15. Having found that there are two errors of law in the findings at [21] and [23] of the Decision, I turn to consider whether those can be said to be material. As I note, the first finding is said to damage the Appellant's credibility and the second is said to severely damage his credibility. Mr Avery accepted that to say that the second in particular severely damaged the Appellant's credibility is an overstatement of the weight which could attach to what is a minor inconsistency even if it had been an inconsistency. However, those errors in findings have to be read in the context of the Decision as a whole and in particular [16] to [41]. I have already dealt with [16] to [20] of the Decision and have found that there are no errors in the Judge's findings in those paragraphs. I have found against the Appellant in relation to the letter from Mr Regi which disposes of the challenge to [24] to [26]. The Appellant has not challenged the findings at [27] to [41]. He would face significant difficulties in challenging the findings at [30] to [34] based on his immigration history. The finding at [41] that the Appellant did not leave Sri Lanka immediately after his release until he was granted a Tier 4 visa and that this damaged his credibility is also clearly one which was open to the Judge. The findings at [35] to [39] relate to evidence given by the Appellant's room mate at university which, put simply, the Judge did not accept. The finding at [40] relates to the reliance on what is said to have happened in 2006 as a reason for the authorities' interest in 2009. That is also a finding which was open to the Judge on the evidence and the Appellant does not challenge it.

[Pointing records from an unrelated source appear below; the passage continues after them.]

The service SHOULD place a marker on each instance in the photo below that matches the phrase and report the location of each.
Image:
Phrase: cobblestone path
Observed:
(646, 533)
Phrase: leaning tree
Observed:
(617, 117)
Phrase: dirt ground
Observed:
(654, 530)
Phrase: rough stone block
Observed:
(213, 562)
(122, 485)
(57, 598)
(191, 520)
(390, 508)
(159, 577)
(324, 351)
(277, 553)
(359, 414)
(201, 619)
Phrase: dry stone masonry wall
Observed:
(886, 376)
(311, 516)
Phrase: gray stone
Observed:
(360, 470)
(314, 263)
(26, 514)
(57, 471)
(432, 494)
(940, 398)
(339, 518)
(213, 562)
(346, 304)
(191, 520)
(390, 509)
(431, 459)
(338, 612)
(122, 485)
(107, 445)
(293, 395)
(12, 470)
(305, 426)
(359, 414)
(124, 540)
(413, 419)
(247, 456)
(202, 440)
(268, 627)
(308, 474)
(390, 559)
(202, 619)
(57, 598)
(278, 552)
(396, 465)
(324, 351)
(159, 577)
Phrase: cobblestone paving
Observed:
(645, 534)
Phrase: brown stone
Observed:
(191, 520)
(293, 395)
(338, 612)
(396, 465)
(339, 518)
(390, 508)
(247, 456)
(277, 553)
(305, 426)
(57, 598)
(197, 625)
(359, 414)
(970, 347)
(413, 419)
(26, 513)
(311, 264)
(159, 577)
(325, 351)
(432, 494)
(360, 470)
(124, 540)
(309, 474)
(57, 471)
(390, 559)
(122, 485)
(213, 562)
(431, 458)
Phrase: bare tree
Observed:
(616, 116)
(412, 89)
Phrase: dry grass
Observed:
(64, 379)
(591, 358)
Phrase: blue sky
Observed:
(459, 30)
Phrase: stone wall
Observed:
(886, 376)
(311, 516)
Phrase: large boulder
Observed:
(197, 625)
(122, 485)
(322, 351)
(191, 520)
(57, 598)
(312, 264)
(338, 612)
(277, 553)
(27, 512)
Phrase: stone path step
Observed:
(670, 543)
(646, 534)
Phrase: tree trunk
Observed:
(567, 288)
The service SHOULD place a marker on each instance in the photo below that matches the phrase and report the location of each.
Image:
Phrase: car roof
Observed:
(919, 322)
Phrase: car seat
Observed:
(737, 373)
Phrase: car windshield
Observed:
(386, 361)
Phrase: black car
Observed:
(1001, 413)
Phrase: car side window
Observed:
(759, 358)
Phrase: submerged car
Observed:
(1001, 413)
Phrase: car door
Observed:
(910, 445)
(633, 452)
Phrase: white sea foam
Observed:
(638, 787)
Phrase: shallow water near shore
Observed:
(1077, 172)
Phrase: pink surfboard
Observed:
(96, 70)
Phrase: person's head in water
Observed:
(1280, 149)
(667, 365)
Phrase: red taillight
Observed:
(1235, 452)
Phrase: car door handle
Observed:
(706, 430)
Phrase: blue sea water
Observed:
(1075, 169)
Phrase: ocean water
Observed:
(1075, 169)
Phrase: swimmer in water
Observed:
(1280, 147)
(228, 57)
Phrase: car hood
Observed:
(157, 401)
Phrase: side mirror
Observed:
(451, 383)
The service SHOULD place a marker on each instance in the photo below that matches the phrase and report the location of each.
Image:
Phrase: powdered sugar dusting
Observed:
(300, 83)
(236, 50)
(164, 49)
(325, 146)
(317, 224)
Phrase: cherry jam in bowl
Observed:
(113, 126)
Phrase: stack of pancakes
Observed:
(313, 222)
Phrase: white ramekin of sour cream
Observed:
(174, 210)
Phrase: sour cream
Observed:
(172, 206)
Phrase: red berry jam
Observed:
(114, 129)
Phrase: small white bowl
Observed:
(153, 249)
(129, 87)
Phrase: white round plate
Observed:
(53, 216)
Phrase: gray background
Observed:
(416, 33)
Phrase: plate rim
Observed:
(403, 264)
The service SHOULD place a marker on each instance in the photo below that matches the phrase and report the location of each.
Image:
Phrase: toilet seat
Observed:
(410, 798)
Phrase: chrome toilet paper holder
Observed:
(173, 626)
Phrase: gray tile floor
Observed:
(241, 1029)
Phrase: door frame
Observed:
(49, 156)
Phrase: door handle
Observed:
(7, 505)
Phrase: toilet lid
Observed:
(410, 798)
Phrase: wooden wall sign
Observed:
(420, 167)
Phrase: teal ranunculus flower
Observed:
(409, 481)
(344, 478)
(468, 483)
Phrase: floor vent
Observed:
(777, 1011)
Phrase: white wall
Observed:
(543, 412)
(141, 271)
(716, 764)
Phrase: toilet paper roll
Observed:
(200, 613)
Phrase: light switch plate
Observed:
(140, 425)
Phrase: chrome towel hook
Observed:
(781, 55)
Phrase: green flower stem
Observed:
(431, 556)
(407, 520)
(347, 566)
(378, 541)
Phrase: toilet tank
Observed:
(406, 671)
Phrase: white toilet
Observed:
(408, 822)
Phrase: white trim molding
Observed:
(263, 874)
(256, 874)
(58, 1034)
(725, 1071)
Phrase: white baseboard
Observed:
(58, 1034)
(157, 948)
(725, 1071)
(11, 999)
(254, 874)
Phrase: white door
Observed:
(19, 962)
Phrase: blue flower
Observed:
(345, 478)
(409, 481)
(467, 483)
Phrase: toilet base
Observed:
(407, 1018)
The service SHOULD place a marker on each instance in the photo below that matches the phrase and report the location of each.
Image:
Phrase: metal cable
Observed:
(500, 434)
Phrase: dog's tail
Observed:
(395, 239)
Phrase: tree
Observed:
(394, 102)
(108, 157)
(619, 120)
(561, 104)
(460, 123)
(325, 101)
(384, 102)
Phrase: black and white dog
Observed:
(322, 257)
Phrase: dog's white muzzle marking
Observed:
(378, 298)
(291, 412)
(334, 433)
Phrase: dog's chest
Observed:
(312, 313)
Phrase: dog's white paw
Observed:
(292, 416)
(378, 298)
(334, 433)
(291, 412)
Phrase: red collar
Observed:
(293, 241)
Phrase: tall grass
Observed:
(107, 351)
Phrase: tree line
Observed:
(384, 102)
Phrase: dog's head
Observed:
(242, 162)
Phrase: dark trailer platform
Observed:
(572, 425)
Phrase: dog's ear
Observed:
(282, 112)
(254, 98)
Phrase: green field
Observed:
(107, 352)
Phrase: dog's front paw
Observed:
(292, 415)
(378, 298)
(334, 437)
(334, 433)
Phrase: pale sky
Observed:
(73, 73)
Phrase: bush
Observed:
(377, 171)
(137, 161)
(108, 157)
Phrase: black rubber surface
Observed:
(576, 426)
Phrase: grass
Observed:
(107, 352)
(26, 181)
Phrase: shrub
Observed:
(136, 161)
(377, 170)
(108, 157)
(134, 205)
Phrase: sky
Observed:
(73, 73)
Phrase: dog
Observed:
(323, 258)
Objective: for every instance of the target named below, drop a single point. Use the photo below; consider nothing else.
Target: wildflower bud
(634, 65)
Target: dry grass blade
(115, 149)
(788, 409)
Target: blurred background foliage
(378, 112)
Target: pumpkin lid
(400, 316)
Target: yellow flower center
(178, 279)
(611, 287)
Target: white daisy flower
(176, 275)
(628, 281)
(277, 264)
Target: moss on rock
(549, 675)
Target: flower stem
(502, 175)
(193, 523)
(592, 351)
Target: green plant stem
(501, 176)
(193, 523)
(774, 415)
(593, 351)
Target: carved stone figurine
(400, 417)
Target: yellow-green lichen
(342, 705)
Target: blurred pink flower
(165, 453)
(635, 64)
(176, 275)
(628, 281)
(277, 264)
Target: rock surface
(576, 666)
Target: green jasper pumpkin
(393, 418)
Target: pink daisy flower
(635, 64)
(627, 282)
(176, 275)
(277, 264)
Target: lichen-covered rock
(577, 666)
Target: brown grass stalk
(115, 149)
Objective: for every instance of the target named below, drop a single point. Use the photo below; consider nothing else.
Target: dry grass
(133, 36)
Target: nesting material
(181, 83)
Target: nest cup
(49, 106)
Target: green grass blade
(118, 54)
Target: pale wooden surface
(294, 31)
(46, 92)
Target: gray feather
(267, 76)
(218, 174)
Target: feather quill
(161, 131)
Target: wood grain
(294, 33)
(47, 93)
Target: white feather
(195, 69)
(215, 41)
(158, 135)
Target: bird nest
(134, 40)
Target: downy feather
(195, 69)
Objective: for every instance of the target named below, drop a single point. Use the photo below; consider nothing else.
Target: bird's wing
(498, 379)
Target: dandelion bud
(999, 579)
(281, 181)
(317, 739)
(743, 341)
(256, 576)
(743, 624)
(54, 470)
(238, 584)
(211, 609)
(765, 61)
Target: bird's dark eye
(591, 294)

16. Judged against the entirety of the credibility findings in [16] to [41], I am satisfied that the errors in the findings at [21] to [23] of the Decision are not material. I accept that the Judge has noted that those carry weight in his assessment of the Appellant's credibility, particularly the second of those errors which is said to severely damage his credibility. However, there are other inconsistencies which are said to carry an equivalent weight and taken together, there were ample adverse findings to justify the overall conclusion at [42] that the Appellant's claim is not credible. I emphasise again that I have not taken into account in my decision the bundle of new evidence which the Appellant sought to adduce. It is open to him to make further submissions based on that new evidence if so advised.

Decision

I am satisfied that the Decision of the First-tier Tribunal does not contain a material error of law. The Decision of First-tier Tribunal Judge Zahed promulgated on 26 November 2015 is therefore confirmed.